金融庁は、「検査マニュアル廃止後の融資に関する検査・監督の考え方と進め方」を、2019年12月18日に公表しました。
「本文書は、金融システムの安定を確保するための健全性の維持を前提としつつ、金融機関が顧客の多様なニーズに応えるための創意工夫に取り組みやすくなるよう、融資に関する検査・監督の考え方と進め方を提示することを目的としている。」(「はじめに」より)
「本文書は、引当・償却について現状の実務を否定するものではなく、現在の債務者区分を出発点に、現行の会計基準に沿って、金融機関が自らの融資方針や債務者の実態等を踏まえ、認識している信用リスクをより的確に引当に反映するための見積りの道筋を示しています。
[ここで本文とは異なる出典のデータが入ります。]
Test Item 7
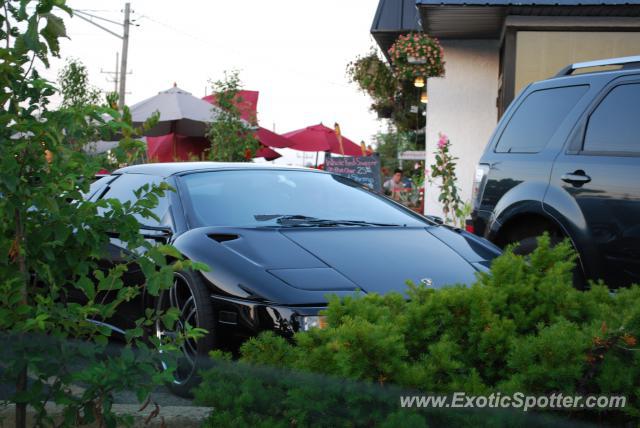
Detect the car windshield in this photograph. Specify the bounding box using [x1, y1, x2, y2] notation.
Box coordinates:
[181, 170, 428, 227]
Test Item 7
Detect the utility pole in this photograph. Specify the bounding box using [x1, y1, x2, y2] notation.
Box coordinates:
[118, 3, 131, 109]
[100, 52, 120, 94]
[73, 3, 133, 109]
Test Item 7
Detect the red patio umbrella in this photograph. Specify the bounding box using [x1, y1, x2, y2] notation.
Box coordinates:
[202, 90, 293, 150]
[283, 124, 362, 156]
[147, 134, 281, 162]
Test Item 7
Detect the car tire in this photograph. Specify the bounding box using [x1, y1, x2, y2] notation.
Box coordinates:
[513, 234, 587, 290]
[155, 271, 217, 398]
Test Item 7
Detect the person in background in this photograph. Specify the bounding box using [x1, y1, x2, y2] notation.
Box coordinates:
[383, 168, 411, 200]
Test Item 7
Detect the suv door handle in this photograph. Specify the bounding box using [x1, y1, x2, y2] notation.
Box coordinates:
[560, 169, 591, 187]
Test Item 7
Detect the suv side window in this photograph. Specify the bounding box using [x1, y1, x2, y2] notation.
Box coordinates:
[101, 174, 172, 226]
[495, 85, 589, 153]
[583, 83, 640, 154]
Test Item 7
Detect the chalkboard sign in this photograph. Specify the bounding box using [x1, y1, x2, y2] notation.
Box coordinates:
[324, 155, 382, 192]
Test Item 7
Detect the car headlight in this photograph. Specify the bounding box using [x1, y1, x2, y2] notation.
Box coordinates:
[298, 315, 327, 331]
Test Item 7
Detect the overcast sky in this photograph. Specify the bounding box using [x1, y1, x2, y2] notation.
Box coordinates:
[46, 0, 383, 163]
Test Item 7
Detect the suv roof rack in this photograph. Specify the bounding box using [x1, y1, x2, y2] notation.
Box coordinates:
[555, 55, 640, 77]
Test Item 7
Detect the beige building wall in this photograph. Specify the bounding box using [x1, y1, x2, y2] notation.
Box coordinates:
[512, 31, 640, 94]
[425, 40, 499, 216]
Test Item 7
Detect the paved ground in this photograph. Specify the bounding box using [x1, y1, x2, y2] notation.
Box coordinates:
[0, 369, 212, 428]
[0, 404, 211, 428]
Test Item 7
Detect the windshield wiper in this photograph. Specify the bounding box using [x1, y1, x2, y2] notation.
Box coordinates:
[254, 214, 401, 227]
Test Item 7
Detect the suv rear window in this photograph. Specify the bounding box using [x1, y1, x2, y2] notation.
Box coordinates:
[583, 83, 640, 153]
[496, 85, 589, 153]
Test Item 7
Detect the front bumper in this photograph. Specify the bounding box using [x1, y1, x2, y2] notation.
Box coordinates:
[211, 295, 326, 337]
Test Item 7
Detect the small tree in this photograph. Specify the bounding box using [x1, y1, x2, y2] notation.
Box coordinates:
[58, 58, 101, 107]
[207, 71, 259, 162]
[431, 133, 468, 226]
[0, 0, 197, 428]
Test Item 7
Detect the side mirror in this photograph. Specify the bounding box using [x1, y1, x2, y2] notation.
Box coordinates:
[140, 224, 173, 243]
[425, 215, 444, 224]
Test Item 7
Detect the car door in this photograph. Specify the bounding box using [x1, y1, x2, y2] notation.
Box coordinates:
[98, 174, 173, 328]
[551, 76, 640, 287]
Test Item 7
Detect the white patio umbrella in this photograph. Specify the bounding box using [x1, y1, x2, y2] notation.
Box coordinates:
[131, 84, 220, 137]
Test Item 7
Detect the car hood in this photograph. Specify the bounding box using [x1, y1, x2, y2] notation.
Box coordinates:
[174, 226, 496, 304]
[276, 227, 476, 294]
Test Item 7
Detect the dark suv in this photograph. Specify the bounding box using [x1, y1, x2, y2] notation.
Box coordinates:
[472, 56, 640, 288]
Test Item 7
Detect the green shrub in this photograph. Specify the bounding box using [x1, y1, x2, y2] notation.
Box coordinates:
[196, 236, 640, 426]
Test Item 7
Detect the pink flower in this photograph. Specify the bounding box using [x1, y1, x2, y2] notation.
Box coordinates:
[438, 134, 449, 150]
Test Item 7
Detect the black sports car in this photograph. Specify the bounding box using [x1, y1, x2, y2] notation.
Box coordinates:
[88, 162, 499, 394]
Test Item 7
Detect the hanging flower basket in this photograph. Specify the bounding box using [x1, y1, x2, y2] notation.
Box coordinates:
[389, 33, 444, 80]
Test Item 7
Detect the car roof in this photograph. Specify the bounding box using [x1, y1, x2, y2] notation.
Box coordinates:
[113, 162, 320, 177]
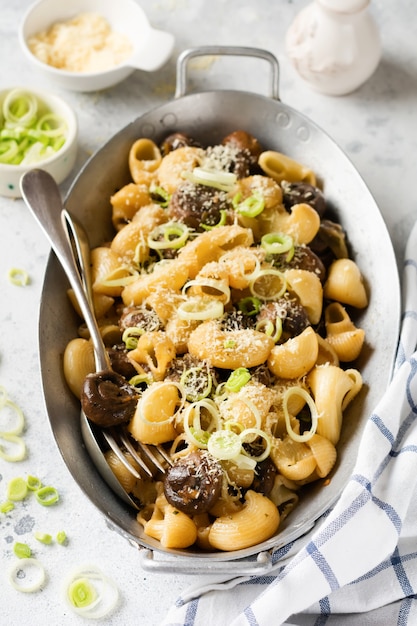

」(プレスリリースより)
ルールとしての位置づけはよく分かりませんが、「議論のための材料であることを明示した文書(ディスカッション・ペーパー)」とのことです。
会計士協会などは、金融検査マニュアルの自己査定の箇所が廃止されると、銀行業の財務諸表等の作成の基本となる考え方が失われると主張していましたが、強行突破されたようです。
実際、検査マニュアルに基づく検査で不良債権が大幅に増え、それに追随して会計上の引当金も大幅に積み増すといったことが、つい最近まで行われてきたわけですから、検査マニュアルが会計基準の一部であることは明らかであるのに、その代わりとなる会計基準を整備することなく、廃止してしまうというのは、金融庁は何と無責任な役所なのでしょう。たぶん、会計基準を監督する部署と、銀行検査を担当する部門が、完全に縦割りになっており、検査担当部門は会計基準に関する見識を持っていないのでしょう。
引当・償却について現状の実務を否定しないといっても、廃止され、誰も責任をもたない文書を会計指針の一部にするわけにはいかないはずです。